Development and Sea-Level Rise in the Tarheel State

by James A. Bacon

People love living on the water. They just can’t get enough of it. If they can’t afford to live on the waterfront, they will pay a premium just to live near it. Signs of the human proclivity for water views are evident all around Beaufort, N.C. (pronounced Bow-fort, not Bew-fort), a waterfront town of 4,000 to 5,000. The heart of Beaufort is a charming hamlet dating back to the 1700s. The walkable small-town core with restaurants, boutiques, marinas and quaint historical buildings is the nucleus from which development radiates in all directions.

Coastal North Carolina in these parts, just south of the Outer Banks, is as low-lying and vulnerable to flooding and hurricanes as Tidewater Virginia. I know nothing of what preparations the Tarheel state might be taking in anticipation of the kind of extreme weather events that Jim Sherlock has described in recent posts. I will simply observe that whatever restrictions exist, they don’t seem to be slowing the pace of development on the state’s barrier islands and along its sounds, channels and estuaries.

The photo above shows construction of an affordably priced development within a short bicycle distance from downtown Beaufort. The average elevation, I would guesstimate, is about 10 to 12 feet above sea level (depending upon the tide). The saving grace is that the houses are far enough inland that they are not likely to see any heavy wave action. But a good storm surge will flood them.

The positive aspect of the Carolina approach to coastal development is that waterfront property is accessible to the common man — there is an abundance of trailer parks, apartments, condos and townhouses. Waterfront living is not just for elites.

The downside is that there will be hell to pay at some point. One need not embrace the worst-case global warming scenario to believe that sea levels, which have been rise steadily since the end of the last Ice Age, will continue to push waters inland. I dare say that  North Carolina has more miles of developed coastline than any state outside Florida. I see no sign that the state has been applying the brakes to coastal growth.

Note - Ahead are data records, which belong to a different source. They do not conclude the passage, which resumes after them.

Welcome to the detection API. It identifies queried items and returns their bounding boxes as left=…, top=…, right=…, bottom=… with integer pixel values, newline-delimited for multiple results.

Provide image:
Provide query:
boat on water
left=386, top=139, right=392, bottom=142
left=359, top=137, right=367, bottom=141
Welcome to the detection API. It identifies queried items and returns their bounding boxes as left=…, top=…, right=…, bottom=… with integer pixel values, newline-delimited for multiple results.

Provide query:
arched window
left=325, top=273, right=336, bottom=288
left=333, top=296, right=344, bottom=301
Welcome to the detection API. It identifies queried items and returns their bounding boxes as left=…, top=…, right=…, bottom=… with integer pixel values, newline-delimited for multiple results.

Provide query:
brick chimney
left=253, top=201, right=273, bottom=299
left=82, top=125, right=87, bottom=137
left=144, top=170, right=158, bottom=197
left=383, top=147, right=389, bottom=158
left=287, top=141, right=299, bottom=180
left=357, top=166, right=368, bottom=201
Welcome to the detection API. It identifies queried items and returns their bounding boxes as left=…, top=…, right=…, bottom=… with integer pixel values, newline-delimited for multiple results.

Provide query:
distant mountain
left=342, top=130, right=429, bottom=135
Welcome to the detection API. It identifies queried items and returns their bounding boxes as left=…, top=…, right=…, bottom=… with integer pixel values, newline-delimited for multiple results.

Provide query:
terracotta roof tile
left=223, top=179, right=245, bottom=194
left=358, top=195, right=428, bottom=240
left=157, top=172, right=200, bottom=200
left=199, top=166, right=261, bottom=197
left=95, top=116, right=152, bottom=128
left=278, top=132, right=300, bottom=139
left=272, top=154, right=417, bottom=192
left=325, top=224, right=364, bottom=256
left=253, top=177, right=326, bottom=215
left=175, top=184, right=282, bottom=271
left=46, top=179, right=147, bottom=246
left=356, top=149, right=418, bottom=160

Sherlock writes of building hard infrastructure, or “castles,” to protect areas of high-value development. There isn’t much of that in North Carolina. Development is smeared over miles and miles of low- to medium density on fragile and shifting sand foundations, which I expect will be massively expensive to protect. Sherlock also speaks in passing of preserving natural systems — wetlands and the like that can absorb rising tides and buffer against waves. North Carolina has preserved substantial swaths of its coastline but they are in remote areas. I don’t see much to protect the populated coastline.

A third long-term solution to sea-level rise and flooding is to limit development. The question for conservatives and libertarians is to identify mechanisms that reconcile property rights with the public good. Speaking abstractly, I would suggest that people should be able to build where they please as long as they assume the costs and risks associated with locating in flood-prone areas. People should have no expectation that society shall subsidize their flood insurance when they build in vulnerable areas. They should have no expectation that public authorities will continue to repair and maintain roads and utilities in disaster-prone areas at endless expense.

Those are the core principles. One can see them clearly when one is discussing building and development in a neighboring state, not one’s own. The devil, as always is in the details.